It is important to note, however, that not all parkin models result in DA neuron loss in SNc. While some parkin models (e.g., Q411) lead to dopamine neuron loss and behavioral changes (abnormal locomotor activation, hypoactivity, and impaired balance Lu et al., 2009), the other model (e.g., B6.129S4-PARK2tm1SHN/J) results in mitochondrial dysfunction and behavioral impairments in the absence of nigral degeneration (Goldberg et al., 2003). This conflicting result in animal model studies of PD arise from an important limitation: the progressive nature of the disorder. Without this key feature in all PD models, we cannot perfectly replicate the disease in human conditions and understand metabolic deficits, DA neuron loss, and motor symptoms are interconnected and which ones precede others in actual humans.

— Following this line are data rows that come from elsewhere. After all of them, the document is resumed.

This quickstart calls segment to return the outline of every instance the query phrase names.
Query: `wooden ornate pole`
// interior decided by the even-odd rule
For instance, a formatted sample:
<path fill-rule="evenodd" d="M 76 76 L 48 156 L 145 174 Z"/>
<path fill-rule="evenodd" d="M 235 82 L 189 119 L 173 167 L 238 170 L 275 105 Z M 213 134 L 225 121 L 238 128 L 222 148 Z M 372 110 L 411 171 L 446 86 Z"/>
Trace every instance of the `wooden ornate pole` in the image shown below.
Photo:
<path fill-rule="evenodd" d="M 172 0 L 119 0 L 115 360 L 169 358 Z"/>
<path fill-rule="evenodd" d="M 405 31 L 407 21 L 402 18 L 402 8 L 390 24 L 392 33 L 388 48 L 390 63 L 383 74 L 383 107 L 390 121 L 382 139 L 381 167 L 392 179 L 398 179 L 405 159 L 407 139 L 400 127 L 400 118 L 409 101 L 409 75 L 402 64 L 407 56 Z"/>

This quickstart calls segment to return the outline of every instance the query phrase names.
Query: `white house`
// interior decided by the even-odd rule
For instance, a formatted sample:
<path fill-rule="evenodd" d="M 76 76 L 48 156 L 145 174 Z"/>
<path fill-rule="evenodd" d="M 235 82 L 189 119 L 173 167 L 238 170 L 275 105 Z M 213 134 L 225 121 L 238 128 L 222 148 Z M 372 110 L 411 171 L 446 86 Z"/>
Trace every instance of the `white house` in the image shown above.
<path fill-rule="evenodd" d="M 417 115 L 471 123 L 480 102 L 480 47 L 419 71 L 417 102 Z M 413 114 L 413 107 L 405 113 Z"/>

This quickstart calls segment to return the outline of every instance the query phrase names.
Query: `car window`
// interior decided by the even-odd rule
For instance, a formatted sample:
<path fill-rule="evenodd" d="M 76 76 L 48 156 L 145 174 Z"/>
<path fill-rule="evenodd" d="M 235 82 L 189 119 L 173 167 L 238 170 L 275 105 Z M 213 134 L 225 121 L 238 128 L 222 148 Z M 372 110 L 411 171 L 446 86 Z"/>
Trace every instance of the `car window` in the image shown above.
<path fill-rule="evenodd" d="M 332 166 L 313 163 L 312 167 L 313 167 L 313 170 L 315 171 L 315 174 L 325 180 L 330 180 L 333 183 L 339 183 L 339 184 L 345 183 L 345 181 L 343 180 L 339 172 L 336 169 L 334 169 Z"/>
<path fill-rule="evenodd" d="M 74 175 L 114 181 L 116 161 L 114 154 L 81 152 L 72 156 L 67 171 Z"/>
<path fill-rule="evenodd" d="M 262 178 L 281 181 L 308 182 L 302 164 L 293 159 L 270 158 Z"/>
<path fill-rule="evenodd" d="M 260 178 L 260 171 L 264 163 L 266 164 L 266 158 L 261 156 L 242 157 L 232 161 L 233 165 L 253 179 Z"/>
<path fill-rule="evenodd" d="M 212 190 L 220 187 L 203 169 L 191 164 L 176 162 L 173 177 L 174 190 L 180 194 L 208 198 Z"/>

In short, none of the existing animal models of experimental PD completely mimics the etiology, progression, and pathology of human PD (Martinez and Greenamyre, 2012). As mentioned earlier, Sotnikova et al. (2005) were able to reverse parkinsonian motor features resulting from acute dopamine depletion (e.g., akinesia, rigidity, tremor). The acute lesion or dopamine deficiency is not progressive, and in fact, many animal models, including primates, can recover from unilateral MPTP lesions (Boulet et al., 2008; Meredith and Rademacher, 2011). Moreover, PD manifests many features at various levels (cellular, structural, and functional), the aforementioned “acute” models can only partially replicate the disease (See Figure 4). Collectively, these empirical findings would suggest that the loss of DA neurons in striatum and the SNc, specifically, is not the “trigger point” of the disorder that ignites the cascade of symptoms and progressive neurodegeneration.
Figure 4. Framework illustrating the causal relationship between neural metabolic deficits, various levels of adaptations, and consequential parkinsonian motor features. Due to metabolic dysfunction, persons with PD continuously require neurophysiological (i.e., selective dopaminergic cell loss) and behavioral (i.e., implementation of “energy-saving” strategy) adaptations to compensate for their energy imbalance. In our proposed framework, parkinsonian features manifest as a series of long-term adaptive consequences. Black arrows illustrate how alternation in each animal PD model results in Parkinsonian motor symptoms. It is important to note that currently-available animal models cannot fully replicate PD in humans (e.g., mitochondrial dysfunction in B6.129S4-PARK2tm1SHN/J, and dopaminergic cell loss in Q411).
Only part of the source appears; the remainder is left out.